Carl DeMaio, a newcomer to San Diego who quickly made a name for himself as a budget watchdog, barked up a storm in 2005. The city, he declared, was pushing a “stealth tax” — a boost of the local fees that hotel guests must pay when they visit town.

It was especially galling to DeMaio that city voters had twice turned down the tax, but the city kept pushing.

DeMaio 2005 may have a bone to pick with DeMaio 2012. Now a mayoral contender, he thinks not one but two taxes on hotel guests are just fine. He lauds one of them as a “public-private partnership.” (His opponent opposes both tax plans.)

So what happened? A spokesman says things have changed and the city is run more efficiently. That’s nice. But, as our Liam Dillon explains, that doesn’t explain how a terrible “stealth tax” transformed into a beneficial “public-private partnership.”

The Trouble with the Predict-Your-Tax Website

Michael Robertson, the local libertarian who founded and is a provocative opinion-slinger on our site and elsewhere, has created a new website ( that attempts to predict what will happen to your taxes if various increases are approved.

So does it work? Our Scott Lewis finds that the website calculator has problems — Robertson has been willing to make a tweak or two — and offers insight into how you can use it properly.   

Understanding the Education Propositions

If you watch TV or listen to the radio, you’ve been hearing about Props. 30 and 38, which both say they’ll help California schools by boosting taxes.

If both get a majority of votes, only the one with more votes will be enacted. Not surprisingly, this has led supporters of each proposition to target the other. And then there are the people, including self-proclaimed taxpayer advocates, who think they both stink.

If you’re not sure what to vote for (or against), check our voters guide to the two ballot measures. Meanwhile, columnist George Skelton of the L.A. Times offers his view: “Passage of Gov. Brown’s Prop. 30 would spare schools and universities. But a Prop. 38 victory would trigger big reductions.”
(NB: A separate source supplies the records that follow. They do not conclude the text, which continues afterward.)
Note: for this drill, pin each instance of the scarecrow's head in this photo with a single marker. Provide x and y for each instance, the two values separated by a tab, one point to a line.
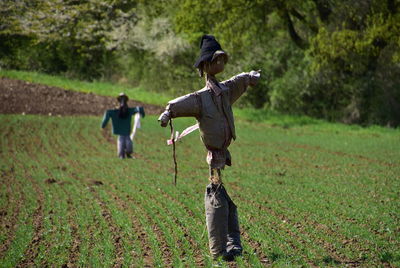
212	58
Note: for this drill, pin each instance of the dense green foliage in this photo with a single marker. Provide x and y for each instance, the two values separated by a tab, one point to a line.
313	195
332	59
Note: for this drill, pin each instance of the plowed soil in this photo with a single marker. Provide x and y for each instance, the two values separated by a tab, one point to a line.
17	97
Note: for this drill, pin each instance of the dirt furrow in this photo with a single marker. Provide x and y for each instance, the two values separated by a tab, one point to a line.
165	248
9	222
115	230
335	256
142	236
76	239
194	245
32	250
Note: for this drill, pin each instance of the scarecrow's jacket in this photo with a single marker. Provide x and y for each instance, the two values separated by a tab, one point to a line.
202	106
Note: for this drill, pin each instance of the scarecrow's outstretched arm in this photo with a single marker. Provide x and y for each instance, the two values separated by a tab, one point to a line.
238	84
185	106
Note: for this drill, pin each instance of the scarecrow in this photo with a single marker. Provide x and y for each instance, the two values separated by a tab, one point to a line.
212	107
121	119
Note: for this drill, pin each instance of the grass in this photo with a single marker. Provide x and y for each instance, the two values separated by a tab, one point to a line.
307	195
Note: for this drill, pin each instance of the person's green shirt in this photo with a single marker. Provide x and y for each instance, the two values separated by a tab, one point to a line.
121	126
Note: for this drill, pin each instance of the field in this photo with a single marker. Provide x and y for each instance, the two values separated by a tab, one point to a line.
309	193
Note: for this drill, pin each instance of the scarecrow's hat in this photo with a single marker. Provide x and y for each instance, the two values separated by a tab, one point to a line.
122	95
210	49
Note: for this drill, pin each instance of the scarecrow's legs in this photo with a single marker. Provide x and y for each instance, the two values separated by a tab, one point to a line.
222	221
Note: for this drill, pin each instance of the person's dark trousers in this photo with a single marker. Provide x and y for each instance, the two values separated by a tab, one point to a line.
222	223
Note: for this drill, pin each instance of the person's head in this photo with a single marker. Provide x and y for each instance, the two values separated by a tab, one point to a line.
212	58
123	105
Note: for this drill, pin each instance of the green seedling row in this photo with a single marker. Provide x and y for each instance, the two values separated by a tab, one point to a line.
307	195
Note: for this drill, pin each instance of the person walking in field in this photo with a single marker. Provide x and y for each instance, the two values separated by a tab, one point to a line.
212	107
121	119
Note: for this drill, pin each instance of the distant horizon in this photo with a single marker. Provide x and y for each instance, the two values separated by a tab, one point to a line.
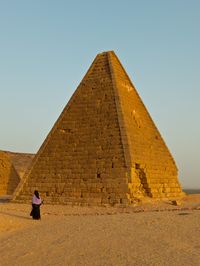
46	48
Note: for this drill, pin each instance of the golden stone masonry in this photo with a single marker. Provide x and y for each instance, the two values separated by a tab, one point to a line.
9	178
104	147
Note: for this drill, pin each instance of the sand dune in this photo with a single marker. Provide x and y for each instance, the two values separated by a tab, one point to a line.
143	235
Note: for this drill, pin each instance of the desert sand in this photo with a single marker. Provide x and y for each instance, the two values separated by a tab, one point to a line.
148	234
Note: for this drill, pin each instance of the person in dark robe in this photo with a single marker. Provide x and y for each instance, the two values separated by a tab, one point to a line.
36	202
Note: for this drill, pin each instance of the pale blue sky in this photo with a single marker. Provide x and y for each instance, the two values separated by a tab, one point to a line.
47	46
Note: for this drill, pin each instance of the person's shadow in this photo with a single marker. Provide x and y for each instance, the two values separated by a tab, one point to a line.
15	215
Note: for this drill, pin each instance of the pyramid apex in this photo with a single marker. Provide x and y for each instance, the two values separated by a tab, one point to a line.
107	52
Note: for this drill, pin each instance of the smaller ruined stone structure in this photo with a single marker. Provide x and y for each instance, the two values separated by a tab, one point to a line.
104	147
9	178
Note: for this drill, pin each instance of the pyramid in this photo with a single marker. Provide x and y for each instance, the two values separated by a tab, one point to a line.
9	178
104	148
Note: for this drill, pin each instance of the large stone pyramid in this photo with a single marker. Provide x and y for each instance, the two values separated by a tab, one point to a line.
104	147
9	178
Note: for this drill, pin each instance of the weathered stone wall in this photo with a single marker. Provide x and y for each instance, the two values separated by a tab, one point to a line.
9	179
153	168
82	159
104	148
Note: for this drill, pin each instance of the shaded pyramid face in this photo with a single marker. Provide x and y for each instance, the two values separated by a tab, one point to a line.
104	147
9	178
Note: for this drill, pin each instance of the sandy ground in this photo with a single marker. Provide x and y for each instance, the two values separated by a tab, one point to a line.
149	234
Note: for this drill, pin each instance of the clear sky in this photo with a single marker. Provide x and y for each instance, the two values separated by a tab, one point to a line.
47	46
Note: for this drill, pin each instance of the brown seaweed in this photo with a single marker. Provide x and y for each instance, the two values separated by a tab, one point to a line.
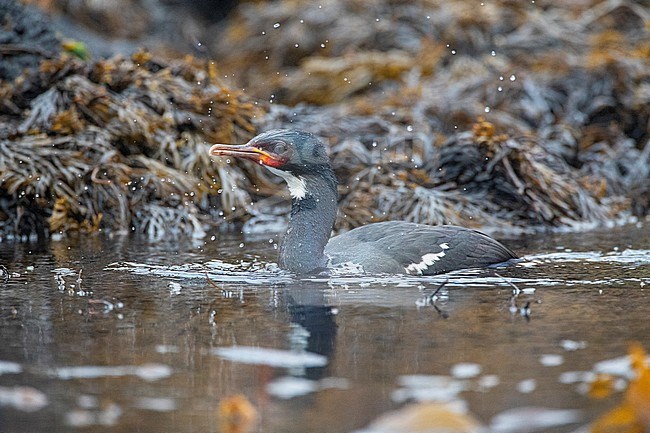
121	144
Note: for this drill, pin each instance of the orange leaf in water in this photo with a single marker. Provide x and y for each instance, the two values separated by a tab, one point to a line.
236	415
633	415
638	393
425	418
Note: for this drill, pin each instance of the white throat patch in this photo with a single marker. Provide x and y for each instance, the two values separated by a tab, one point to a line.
297	185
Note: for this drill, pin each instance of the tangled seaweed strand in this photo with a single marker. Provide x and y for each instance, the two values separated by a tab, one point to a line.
119	144
511	115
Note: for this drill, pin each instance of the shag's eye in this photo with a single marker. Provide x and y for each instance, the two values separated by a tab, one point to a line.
280	147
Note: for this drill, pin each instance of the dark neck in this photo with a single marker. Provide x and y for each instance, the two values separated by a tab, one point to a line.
310	224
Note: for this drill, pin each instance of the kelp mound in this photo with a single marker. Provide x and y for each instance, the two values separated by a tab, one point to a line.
498	115
503	114
118	144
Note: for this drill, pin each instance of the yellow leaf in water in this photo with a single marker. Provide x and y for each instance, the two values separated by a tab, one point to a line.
425	418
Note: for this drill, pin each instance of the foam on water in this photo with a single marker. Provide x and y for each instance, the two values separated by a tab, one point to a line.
258	273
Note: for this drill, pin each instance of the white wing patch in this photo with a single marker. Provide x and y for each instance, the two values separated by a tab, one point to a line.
427	260
297	185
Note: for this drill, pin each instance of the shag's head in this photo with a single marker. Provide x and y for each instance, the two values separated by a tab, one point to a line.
283	149
292	154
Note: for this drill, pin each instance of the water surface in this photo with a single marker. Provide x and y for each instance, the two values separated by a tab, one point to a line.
122	334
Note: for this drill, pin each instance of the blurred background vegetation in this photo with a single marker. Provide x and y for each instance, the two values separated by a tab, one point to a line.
508	115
• Everything’s coming up voter guides: The U-T has posted its own look at national, state and local races, including links to its endorsements. Missing at least so far, is an endorsement in the 51st Congressional District, where state Sen. Juan Vargas, a Democrat, is a shoo-in to replace Rep. Bob Filner, who is vacating his seat to run for mayor. Vargas’ opponent, Republican Michael Crimmins, got just 20 percent of the vote in the June primary.

Exploring the Mystery of Junior Seau

Not too long ago, the U-T hired a contributor — Jill Lieber Steeg, a journalist who co-owns a sports management and marketing company — to explore the life and death of Chargers icon Junior Seau. After a five-month investigation, the paper has published the first story in a two-part series about the man.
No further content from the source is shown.